Somente em 2020, foram registradas 28.620 mortes por câncer de pulmão no Brasil, conforme dados do Atlas de Mortalidade por Câncer – SIM. Apesar da alta taxa de mortalidade, houve avanços nos últimos anos no entendimento dos diferentes tipos de câncer de pulmão, propiciando abordagens mais assertivas para cada grupo de pacientes, com cirurgia, radioterapia e tratamento sistêmico com quimioterapia, radioterapia e imunoterapia.
O tipo mais comum de câncer de pulmão é o de não pequenas células, que responde por mais de 80% dos tumores malignos do pulmão, se dividindo nos subtipos adenocarcinoma e carcinoma espinocelular. O diagnóstico ainda em fase inicial é fundamental para aumentar as chances de sucesso no tratamento do câncer de pulmão. Quando detectado precocemente, as opções de tratamento podem ser mais eficazes.
Além disso, estudos apontam que a tomografia computadorizada de baixas doses em pessoas com histórico de tabagismo como método de rastreamento é capaz de descobrir a doença mais cedo e reduzir a taxa de mortalidade. Com os avanços nos tratamentos, houve um aumento da sobrevida em pacientes com câncer de pulmão. Conforme o Observatório do Câncer, entre os homens, a sobrevida passou de 10,4% (2000-2004) para 51,1% (2015-2017), já nas mulheres de 18,8% (2000-2004) passou a 59,0% (2015-2017).

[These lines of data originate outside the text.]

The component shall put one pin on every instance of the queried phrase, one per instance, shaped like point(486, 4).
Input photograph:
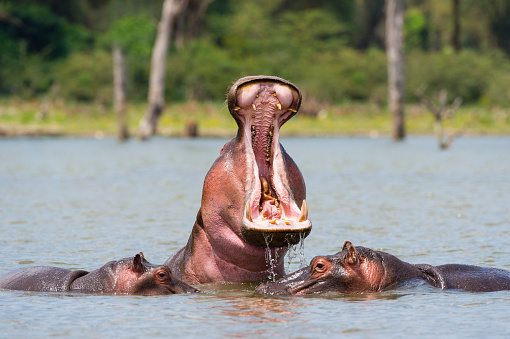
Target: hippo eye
point(162, 274)
point(320, 266)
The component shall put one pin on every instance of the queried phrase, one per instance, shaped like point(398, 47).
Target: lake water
point(79, 203)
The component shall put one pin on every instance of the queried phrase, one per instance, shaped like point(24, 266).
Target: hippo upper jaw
point(271, 215)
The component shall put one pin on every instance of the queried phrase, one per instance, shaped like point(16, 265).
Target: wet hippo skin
point(133, 275)
point(362, 270)
point(254, 194)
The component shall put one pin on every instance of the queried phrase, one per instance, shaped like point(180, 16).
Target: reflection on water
point(79, 203)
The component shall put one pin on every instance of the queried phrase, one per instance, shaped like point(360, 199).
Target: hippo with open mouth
point(254, 194)
point(133, 275)
point(362, 270)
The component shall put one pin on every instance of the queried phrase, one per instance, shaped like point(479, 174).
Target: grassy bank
point(21, 118)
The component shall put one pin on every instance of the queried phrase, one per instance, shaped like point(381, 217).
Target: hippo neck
point(101, 280)
point(202, 262)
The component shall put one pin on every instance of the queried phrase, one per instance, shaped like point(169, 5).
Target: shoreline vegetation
point(39, 119)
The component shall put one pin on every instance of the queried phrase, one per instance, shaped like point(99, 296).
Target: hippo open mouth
point(271, 217)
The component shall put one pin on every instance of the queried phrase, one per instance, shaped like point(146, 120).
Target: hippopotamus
point(253, 196)
point(362, 270)
point(133, 275)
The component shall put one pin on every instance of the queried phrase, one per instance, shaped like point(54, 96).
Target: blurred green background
point(58, 53)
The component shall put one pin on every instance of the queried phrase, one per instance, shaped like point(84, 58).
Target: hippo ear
point(351, 253)
point(137, 263)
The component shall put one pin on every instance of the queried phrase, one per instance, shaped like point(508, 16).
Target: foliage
point(319, 45)
point(86, 76)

75% dos casos são diagnosticados em estágio avançado
Câncer de pulmão é o mais letal no mundo, com 1,8 milhão de mortes anuais. No Brasil, são registrados 28 mil óbitos por ano pela doença
Pelo menos 75% dos casos são diagnosticados em estágio avançado. De acordo com a Sociedade Brasileira de Cirurgia Oncológica (SBCO), quando diagnosticado em estágio inicial, este tipo de tumor apresenta taxa de sobrevida de 56% (pacientes vivos após cinco anos do início de tratamento). Então, o que fazer para diagnosticar e tratar mais cedo o câncer de pulmão?
A única forma de conseguir aumentar o número de diagnósticos iniciais é implementando política de rastreamento para câncer de pulmão”, explica o cirurgião oncológico Antônio Bomfim Rocha, membro da SBCO.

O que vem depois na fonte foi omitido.